The city of Los Angeles wasn't even supposed to exist. The southern west coast of the United States was a barren wasteland lacking water and transportation. But of course, with the help of innovative minds and financial backing it came to life, and has evolved quite extensively throughout its history. The tale of Los Angeles' oldest house just so happens to hold much in common with the origins of its hometown.
There's a lot that can be learned about Los Angeles from the history of the Avila Adobe – LA's oldest house. The two histories tend to go hand in hand as a story of land getting passed through the generations to multiple ethnicities, who took their respective power and left their own unique touch on the area. While Los Angeles shouldn't have existed in the first place, the unusual thing about the Avila Adobe is not that it came to be, but that it still exists today.
Built in 1818, as a part of El Pueblo de la Reina de Los Angeles, the Avila Adobe was home to a ranchero family, amidst a time when ranchers dominated the town. Francisco Avila was the head of household and a native of Sinaloa, Mexico. Prior to the building of the Adobe, he became mayor of Los Angeles in 1810, according to the Avila Adobe Museum.
The next approximate century saw the Avila Adobe take on many forms. These forms included a hotel, a housing lodging – slightly different – and a temporary home for US troops and Commodore Robert F. Stockton.
"When there was the Mexican-American war, this was actually one of the Americans, one of their headquarters for a while, so it's very significant because it's not only Mexican but it's also American," said Angeliz.
Still, at the end of the day, much of the first century of its existence was spent vacant and unattended. The Avila Adobe had now been through Mexican, Spanish and American control and it was as clear as day that it was withering. There was no telling if it could stand the test of time.
As the 1920's started encroaching on the 1930's, Los Angeles began neglecting the area where the Adobe stood, leaving it unwatched and unsanitary. It needed an upgrade and no help beckoned. Well that was before one woman would intervene to revive the Avila Adobe and its surrounding area.
"In 1930, Christine Sterling – the one that made up Olvera Street – because of her we have the Avila Adobe. She was the one that actually saved it because it was about to get demolished. Because of her they ended up stopping it and then they ended up making it a museum," said Avila Adobe tour guide Angeliz.
Sterling was a local who saw the area in the same light that the city did, but she chose to proactively attempt to save it. Thanks to her connections with community leaders she brought the Avila Adobe back to life and truly transformed Olvera Street, where the house stood, into a Mexican marketplace. By the 1930's, the public was entranced by the newest tourist attraction that celebrated and exhibited Mexican culture and heritage. It became not only a place of history, but a place of pride.
"It is (a place of pride) probably because you're going back to the Californians' days. We're talking about 1818, so," explained Angeliz, referencing how far back the Avila Adobe represents Mexican history and struggle. Fellow tour guide, Alfred Corona said it best, "I mean, this is where they founded Los Angeles." It has an indigenous history, along with the obvious Mexican one.

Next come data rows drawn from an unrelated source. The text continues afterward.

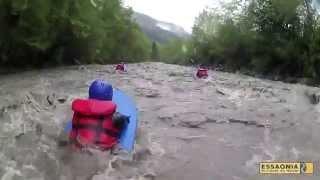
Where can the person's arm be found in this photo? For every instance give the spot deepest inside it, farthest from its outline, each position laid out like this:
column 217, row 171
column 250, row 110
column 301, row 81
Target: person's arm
column 73, row 132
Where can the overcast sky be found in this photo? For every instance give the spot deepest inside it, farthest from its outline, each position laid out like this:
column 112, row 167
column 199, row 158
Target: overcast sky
column 180, row 12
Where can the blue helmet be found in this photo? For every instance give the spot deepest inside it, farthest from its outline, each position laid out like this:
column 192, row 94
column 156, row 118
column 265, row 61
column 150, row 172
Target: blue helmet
column 100, row 90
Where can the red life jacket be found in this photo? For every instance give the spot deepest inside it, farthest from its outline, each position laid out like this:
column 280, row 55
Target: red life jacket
column 120, row 67
column 92, row 123
column 202, row 73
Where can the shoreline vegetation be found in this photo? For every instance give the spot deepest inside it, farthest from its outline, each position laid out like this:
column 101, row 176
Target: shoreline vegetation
column 270, row 39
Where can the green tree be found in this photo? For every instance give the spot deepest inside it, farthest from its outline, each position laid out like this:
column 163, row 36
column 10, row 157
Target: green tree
column 155, row 52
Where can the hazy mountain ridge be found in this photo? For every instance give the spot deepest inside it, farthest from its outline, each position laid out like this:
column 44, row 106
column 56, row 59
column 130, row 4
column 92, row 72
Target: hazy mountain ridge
column 159, row 31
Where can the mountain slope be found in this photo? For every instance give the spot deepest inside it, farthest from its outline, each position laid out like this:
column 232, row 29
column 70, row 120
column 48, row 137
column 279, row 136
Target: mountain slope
column 159, row 31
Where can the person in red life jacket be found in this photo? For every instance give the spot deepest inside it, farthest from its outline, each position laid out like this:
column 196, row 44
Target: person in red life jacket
column 121, row 67
column 95, row 122
column 202, row 72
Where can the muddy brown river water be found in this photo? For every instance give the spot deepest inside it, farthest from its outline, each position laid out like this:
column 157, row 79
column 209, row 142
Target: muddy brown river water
column 214, row 129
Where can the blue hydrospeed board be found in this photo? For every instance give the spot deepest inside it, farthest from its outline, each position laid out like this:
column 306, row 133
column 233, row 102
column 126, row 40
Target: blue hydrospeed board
column 125, row 106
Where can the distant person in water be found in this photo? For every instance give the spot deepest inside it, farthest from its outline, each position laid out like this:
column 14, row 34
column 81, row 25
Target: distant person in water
column 95, row 122
column 121, row 67
column 202, row 72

After the area was revitalized and flourishing it was recognized as a special area by the California and purchased by the state in 1953, much in thanks to Francisco Avila's descendent, Sophie Rimpau. Even decades later, the Avila's were contributing to the success, maintenance and prosperity of their original land.
Mrs. Sterling took up residence in the very Avila Adobe she saved, until her passing in 1963. While it was a time of mourning, she was fondly remembered for how much she had done for the house and the area, including bringing "special groups and school children" to the Avila's home. Unfortunately, less than a decade later, the Avila Adobe would face its biggest obstacle to date and its largest degree of adversity.
The flow of tourism and school children ceased in 1971 after the Sylmar earthquake came to town. The very walls and roof, re-established by Sterling, were now weak and almost beyond repair. Avila Adobe's doors would be closed for five years, but yet again the town rallied around its oldest house and by 1976 the restoration was virtually completed. In July 1977, the Avila Adobe completed its most recent and last – for now – revitalization to date. Los Angeles' oh-so important landmark was open again and had been not only established as a museum to the public, but was refurnished as to exemplify the very living conditions of the original Avila's of the 1800's.
Now in 2015, anyone can walk right through the Avila Adobe's side entrance and explore the house for free. There are carts and barrels and cacti. There are vineyards that, as was recently reported, are 150 years old. The house itself is now 197 years old and looks sure to make it to two centuries. As early as the 1920's this wouldn't have been fathomable.
Even 197 years later, the Avila Adobe represents so much to Los Angeles' people and the city's history. It's been the home and pathway for Native Americans, Americans, Mexicans, Spaniards, Chinese and many more. It is a symbol, hallmark and home base of west coast Mexican heritage and culture. It is a symbol of adversity and community activism and strength. There is seldom a place with as much history as the Avila Adobe, let alone a place with so much to learn from. On Olvera Street, the market place is open seven days a week, and there you'll find the Avila Adobe, still standing after unsanitary neglect, an earthquake, and almost 200 years.